Je connais Thomas depuis mon adolescence. On s’était perdus de vue jusqu’à ce qu’il me contacte sur Facebook il y a trois ans, à l’aube de mes 26 ans, pour m’inviter à prendre un verre. D’accord, allons-y. Mais juste un verre, hein?

Ce soir-là, j’ai découvert Thomas sous un angle que je ne soupçonnais pas: attentionné, drôle, intelligent… et beaucoup plus beau que dans mon souvenir. Mon coeur a chaviré. Le sien aussi. Et c’est ainsi que nous sommes tombés follement amoureux l’un de l’autre. Soudain, nous ne pouvions plus vivre séparément. À un point tel que, lorsque je lui ai annoncé, peu après notre rencontre, que j’avais planifié un voyage en Australie pendant plusieurs mois, il a lâché son emploi de directeur dans une grosse boîte, il a sous-loué sa maison et il m’a suivie au bout du monde.

Durant huit mois, nous avons passé toutes nos journées côte à côte, découvrant de nouvelles contrées, apprenant à nous connaître. Nous vivions un rêve. Plus tard, beaucoup plus tard, quand les choses se sont gâtées, il m’a dit qu’il n’avait jamais été aussi heureux que pendant ces moments-là…

En revenant au Québec, nous avons tout de suite emménagé ensemble. Un an plus tard, même si on se protégeait, je suis tombée enceinte. Ce n’était pas du tout prévu, mais on a décidé de garder l’enfant. Malheureusement, après cinq mois, j’ai fait une fausse couche. Thomas, lui, était là pour moi. Il me rassurait: «Ce n’est pas grave, ne t’en fais pas, on est plus forts que ça.» Grâce à lui, j’ai fini par surmonter cette période sombre.

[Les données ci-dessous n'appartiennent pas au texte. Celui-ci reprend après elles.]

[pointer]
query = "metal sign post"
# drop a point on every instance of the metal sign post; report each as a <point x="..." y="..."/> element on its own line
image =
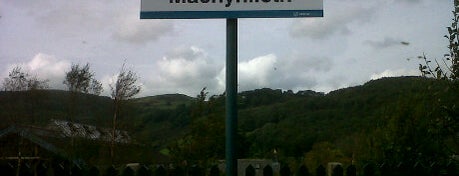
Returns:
<point x="231" y="96"/>
<point x="231" y="10"/>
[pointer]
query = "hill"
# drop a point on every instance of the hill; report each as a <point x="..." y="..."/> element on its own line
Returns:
<point x="356" y="123"/>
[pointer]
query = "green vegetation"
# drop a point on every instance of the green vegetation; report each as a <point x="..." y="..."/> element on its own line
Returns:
<point x="389" y="120"/>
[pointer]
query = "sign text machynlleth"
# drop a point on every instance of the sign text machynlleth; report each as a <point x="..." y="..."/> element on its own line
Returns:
<point x="189" y="9"/>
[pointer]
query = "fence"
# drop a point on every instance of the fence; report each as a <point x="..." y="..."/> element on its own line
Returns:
<point x="58" y="168"/>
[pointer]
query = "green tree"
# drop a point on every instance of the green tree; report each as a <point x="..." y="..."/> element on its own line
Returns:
<point x="24" y="94"/>
<point x="124" y="88"/>
<point x="80" y="79"/>
<point x="446" y="121"/>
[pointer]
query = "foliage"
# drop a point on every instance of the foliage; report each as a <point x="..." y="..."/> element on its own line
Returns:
<point x="386" y="120"/>
<point x="445" y="121"/>
<point x="19" y="80"/>
<point x="81" y="79"/>
<point x="124" y="88"/>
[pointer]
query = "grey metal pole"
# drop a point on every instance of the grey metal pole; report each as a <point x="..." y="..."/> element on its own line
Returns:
<point x="231" y="96"/>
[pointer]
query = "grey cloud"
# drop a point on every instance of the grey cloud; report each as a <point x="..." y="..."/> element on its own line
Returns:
<point x="386" y="43"/>
<point x="141" y="32"/>
<point x="187" y="70"/>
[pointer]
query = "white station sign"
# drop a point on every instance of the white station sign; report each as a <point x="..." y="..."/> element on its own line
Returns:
<point x="191" y="9"/>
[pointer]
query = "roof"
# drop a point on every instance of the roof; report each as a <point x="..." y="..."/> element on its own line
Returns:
<point x="26" y="132"/>
<point x="70" y="129"/>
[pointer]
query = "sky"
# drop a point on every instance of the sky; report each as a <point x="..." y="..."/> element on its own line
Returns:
<point x="356" y="41"/>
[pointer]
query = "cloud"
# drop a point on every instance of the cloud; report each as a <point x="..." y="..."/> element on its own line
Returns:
<point x="296" y="72"/>
<point x="386" y="43"/>
<point x="337" y="20"/>
<point x="184" y="70"/>
<point x="133" y="30"/>
<point x="45" y="67"/>
<point x="257" y="72"/>
<point x="395" y="73"/>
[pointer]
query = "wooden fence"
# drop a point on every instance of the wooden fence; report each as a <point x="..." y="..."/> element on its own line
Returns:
<point x="63" y="168"/>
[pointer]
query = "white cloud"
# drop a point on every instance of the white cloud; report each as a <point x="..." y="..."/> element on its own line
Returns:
<point x="185" y="70"/>
<point x="257" y="72"/>
<point x="395" y="73"/>
<point x="336" y="20"/>
<point x="133" y="30"/>
<point x="385" y="43"/>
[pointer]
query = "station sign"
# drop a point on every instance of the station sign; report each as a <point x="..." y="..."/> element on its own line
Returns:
<point x="201" y="9"/>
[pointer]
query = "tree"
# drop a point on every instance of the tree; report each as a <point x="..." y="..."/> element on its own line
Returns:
<point x="81" y="80"/>
<point x="24" y="93"/>
<point x="446" y="123"/>
<point x="124" y="88"/>
<point x="19" y="80"/>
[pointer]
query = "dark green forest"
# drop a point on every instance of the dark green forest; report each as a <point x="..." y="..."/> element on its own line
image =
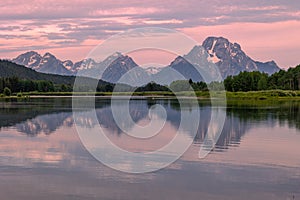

Puis, il y a eu ce fameux soir où il est resté à dormir chez des amis; de mon côté, je me relaxais en lisant un bouquin. Soudain, j’ai eu un doute. Un pressentiment inexplicable. Je me suis levée pour fouiller dans ses courriels. Je ne sais pas du tout pourquoi j’ai fait ça, je n’avais pourtant rien à lui reprocher…

Depuis notre périple australien, on avait échangé nos mots de passe respectifs. Mais ce jour-là, en regardant dans sa boîte, j’ai aperçu un message louche, qu’il s’était lui-même envoyé d’un second compte. Sans trop de mal, j’ai réussi à pénétrer dans ce dernier. Et c’est alors que j’ai subi le plus grand choc de ma vie. Un coup de massue. Il y avait là 400 courriels, échangés en six mois à peine. Des messages très crus dans lesquels il prenait rendez-vous avec des femmes et des hommes pour coucher avec eux. Des courriels dans lesquels il détaillait des actes sexuels d’une vulgarité sans nom…

Je ne peux pas expliquer ce que j’ai ressenti. Y a-t-il quelque chose de pire que d’être trahi par la personne qu’on aime? De se rendre compte qu’elle nous a menti pendant des années? J’ai passé la nuit à lire les messages. Je pleurais, je criais, je me jetais sur les murs…

Le lendemain matin, je l’ai affronté. Et il s’est effondré comme un petit garçon. Tout de suite, je me suis détachée de cet homme que je ne reconnaissais plus. Lui si amoureux, si passionné, capable de faire des choses aussi dégradantes sans m’en parler? De toute évidence, il n’était pas la personne que je croyais.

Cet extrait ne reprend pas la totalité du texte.